Senin, 27 Februari 2012

Dari Bangun Hingga Tidur, Dikuasai Asing



Pernahkah Anda menyadari, dari bangun tidur, beraktivitas, hingga tidur lagi, semuanya telah dikuasai asing? Tengok saja, dari mulai minum Aqua (74% sahamnya dikuasai perusahaan Danone asal Prancis), atau minum teh Sariwangi (100 % sahamnya milik Unilever, Inggris), minum susu SGM (milik Sari Husada yang 82% sahamnya dikuasai Numico, Belanda), mandi dengan sabun Lux, sikat gigi pakai Pepsodent (milik Unilever), merokok Sampoerna (97% sahamnya mililk Philips Morris, Amerika Serikat). Makan nasi pakai beras impor. Minum manis, pakai gula impor. Makan buah pakai buah impor. 


Belum lagi soal tempe yang dipatenkan Jepang. Batik yang dipatenkan Malaysia. Mebel Jepara dikuasai asing. Bahkan, kue gemblong yang panganan Jawa itu pun konon sudah diproduksi di Jepang. Lalu berangkat kerja naik mobil, bus, motor, atau bajaj sekalipun, semuanya bermerk milik perusahaan asing. Di kantor segala ruangan penyejuknya (Air Conditioner) menggunakan merek asing. Pakai computer, nonton teve, telepon selular termasuk operatornya, semua sudah dimiliki perusahaan asing.


Mau belanja pergi ke supermarket Carrefour, milik perusahaan Prancis, bahkan supermarket Alfa pun sudah jadi milik Carrefour dengan penguasaan saham 75%. Atau ke mall Giant, hypermarket itu milik Diary Farm International, Malaysia (yang juga pemilik saham di supermarket Hero). Atau malam-malam cari cemilan ke Circle K, juga merupakan waralaba asal perusahaan Amerika Serikat. Mau menabung atau mengambil uang di bank swasta nasional, mau bank yang mana saja terserah: apa itu BCA, Danamon, BII, Bank Niaga, dan bank swasta nasional lainnya, hampir semua bank swasta nasional itu sudah milik perusahaan asing (sekalipun masih tetap melekat diistilahkan bank swasta nasional). Bangun rumah pakai semen Tiga Roda bikinan Indocement, kini sudah menjadi milik Heidelberg, Jerman yang menguasai sekitar 61,70% saham. Atau mau pakai Semen Gresik, juga sudah milik Cemex, Meksiko. Begitupun Semen Cibinong setali tiga uang: 77,37 % sahamnya sudah dimiliki Holchim, Swiss. (Majalah Swa, Juli, 2006).


Kalau mau disebut satu per satu ketergantungan kita terhadap perusahaan asing tentunya bakal panjang daftarnya, dan memalukan.

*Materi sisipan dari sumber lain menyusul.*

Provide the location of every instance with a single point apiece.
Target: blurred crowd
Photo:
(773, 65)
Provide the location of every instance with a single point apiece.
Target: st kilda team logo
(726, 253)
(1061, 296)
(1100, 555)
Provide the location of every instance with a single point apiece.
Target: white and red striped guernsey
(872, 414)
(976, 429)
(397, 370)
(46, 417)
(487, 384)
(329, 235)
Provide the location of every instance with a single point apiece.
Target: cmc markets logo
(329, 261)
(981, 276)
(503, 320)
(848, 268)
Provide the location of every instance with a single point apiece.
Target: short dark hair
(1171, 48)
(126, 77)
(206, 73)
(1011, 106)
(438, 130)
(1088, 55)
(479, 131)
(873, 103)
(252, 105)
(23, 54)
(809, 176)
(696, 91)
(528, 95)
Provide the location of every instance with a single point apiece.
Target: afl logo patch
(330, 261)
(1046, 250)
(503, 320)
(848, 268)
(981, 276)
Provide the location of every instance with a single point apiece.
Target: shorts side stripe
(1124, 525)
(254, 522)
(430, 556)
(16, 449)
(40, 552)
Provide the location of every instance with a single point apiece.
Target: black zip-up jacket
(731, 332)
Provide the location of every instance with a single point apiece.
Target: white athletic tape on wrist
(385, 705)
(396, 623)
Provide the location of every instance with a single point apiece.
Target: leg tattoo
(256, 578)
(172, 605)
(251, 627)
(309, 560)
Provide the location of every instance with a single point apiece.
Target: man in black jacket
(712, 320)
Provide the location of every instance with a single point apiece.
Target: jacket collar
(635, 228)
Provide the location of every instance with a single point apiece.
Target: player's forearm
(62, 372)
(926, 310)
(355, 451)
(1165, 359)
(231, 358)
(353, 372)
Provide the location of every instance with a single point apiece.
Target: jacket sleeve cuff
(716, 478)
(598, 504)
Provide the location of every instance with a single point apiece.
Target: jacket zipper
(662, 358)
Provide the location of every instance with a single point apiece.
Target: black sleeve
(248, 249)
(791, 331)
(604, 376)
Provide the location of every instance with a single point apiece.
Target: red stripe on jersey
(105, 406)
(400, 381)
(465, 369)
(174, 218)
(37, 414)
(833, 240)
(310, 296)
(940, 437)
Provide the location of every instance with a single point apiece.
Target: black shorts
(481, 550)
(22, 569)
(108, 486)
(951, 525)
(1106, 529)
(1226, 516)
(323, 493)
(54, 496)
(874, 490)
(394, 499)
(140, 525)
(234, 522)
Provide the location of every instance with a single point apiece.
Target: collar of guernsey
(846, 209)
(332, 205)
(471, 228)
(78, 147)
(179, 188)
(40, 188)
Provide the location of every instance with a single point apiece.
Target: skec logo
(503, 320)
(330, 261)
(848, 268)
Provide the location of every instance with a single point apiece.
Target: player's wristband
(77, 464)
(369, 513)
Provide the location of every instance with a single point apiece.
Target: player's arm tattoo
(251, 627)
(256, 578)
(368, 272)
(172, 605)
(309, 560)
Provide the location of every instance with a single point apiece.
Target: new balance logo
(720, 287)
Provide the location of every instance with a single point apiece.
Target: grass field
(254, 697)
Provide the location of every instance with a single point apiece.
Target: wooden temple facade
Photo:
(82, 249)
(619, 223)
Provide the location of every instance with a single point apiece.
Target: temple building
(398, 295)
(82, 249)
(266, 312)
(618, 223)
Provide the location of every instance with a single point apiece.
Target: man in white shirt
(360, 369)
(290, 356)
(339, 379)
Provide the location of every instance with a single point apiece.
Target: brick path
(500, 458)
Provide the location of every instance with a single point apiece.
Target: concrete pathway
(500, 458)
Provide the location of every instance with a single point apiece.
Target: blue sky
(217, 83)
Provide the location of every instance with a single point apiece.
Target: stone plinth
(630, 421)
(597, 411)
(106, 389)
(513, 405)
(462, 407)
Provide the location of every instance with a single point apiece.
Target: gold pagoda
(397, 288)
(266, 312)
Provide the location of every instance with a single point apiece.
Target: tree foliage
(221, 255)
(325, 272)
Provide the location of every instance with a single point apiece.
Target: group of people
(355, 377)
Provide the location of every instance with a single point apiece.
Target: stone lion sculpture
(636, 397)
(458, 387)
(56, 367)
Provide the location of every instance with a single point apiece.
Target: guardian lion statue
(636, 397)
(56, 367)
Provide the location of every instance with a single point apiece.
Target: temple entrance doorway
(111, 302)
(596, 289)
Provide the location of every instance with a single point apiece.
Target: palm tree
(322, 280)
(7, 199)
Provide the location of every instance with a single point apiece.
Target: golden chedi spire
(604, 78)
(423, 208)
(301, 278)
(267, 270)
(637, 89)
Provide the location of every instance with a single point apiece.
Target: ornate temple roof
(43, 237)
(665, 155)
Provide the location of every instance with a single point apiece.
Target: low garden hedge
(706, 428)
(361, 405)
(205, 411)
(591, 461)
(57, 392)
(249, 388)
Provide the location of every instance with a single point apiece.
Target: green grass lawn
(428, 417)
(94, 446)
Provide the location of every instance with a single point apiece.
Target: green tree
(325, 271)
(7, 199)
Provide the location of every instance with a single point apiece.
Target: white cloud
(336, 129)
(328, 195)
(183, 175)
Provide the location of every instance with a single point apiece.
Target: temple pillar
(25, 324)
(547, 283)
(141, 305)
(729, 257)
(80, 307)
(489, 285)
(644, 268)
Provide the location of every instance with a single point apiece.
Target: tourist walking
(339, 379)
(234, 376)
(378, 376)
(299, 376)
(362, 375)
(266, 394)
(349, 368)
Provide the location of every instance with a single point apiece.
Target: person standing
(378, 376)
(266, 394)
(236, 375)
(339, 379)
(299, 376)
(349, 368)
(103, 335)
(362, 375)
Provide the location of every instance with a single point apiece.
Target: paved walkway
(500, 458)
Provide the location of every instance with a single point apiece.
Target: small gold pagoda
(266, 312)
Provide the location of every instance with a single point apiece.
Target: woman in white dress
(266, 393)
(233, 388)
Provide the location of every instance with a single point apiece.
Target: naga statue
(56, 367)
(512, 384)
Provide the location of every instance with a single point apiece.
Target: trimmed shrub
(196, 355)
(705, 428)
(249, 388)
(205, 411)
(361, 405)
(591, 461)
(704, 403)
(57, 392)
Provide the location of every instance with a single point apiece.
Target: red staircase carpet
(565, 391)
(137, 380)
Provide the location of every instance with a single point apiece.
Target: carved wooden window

Karena akan semakin terlihat betapa sangat tergantungnya kita dengan perusahaan asing. Tapi memang begitulah realitanya, bahwa bangsa kita sebenarnya (kalau mau jujur) sudah dijajah bangsa asing. Kalau dulu sebatas Belanda dan Jepang, sekarang ini beragam bangsa asing mencengkeram negeri kita. Negeri yang jadi banca’an (rebutan) asing. Orang mungkin akan bilang, “Ah, sok nasionalis” ; ”kuno, kampungan!” atau alasan yang lebih kerennya lagi : “DI era globalisasi ekonomi seperti ini, di zaman modern seperti sekarang ini, tentunya kita tidak bisa menolak pengaruh dan terhindar dari perdagangan internasional. Bangsa Indonesia akan jauh tertinggal, bahkan kesulitan ekonomi, jika menolak masuknya investasi asing”. Begitulah ucapan yang kerap dilontarkan para pengamat, bahkan pejabat pemerintah Indonesia, yang intinya selalu membela bangsa asing. Padahal, dengan kondisi kita seperti sekarang ini, sekalipun sudah banyak perusahaan asing bercokol di Indonesia yang masuk menguasai berbagai bidang(sebagaimana disinggung di atas), toh Indonesia masih saja jauh tertinggal dari negara-negara tetangganya alias tetap saja miskin.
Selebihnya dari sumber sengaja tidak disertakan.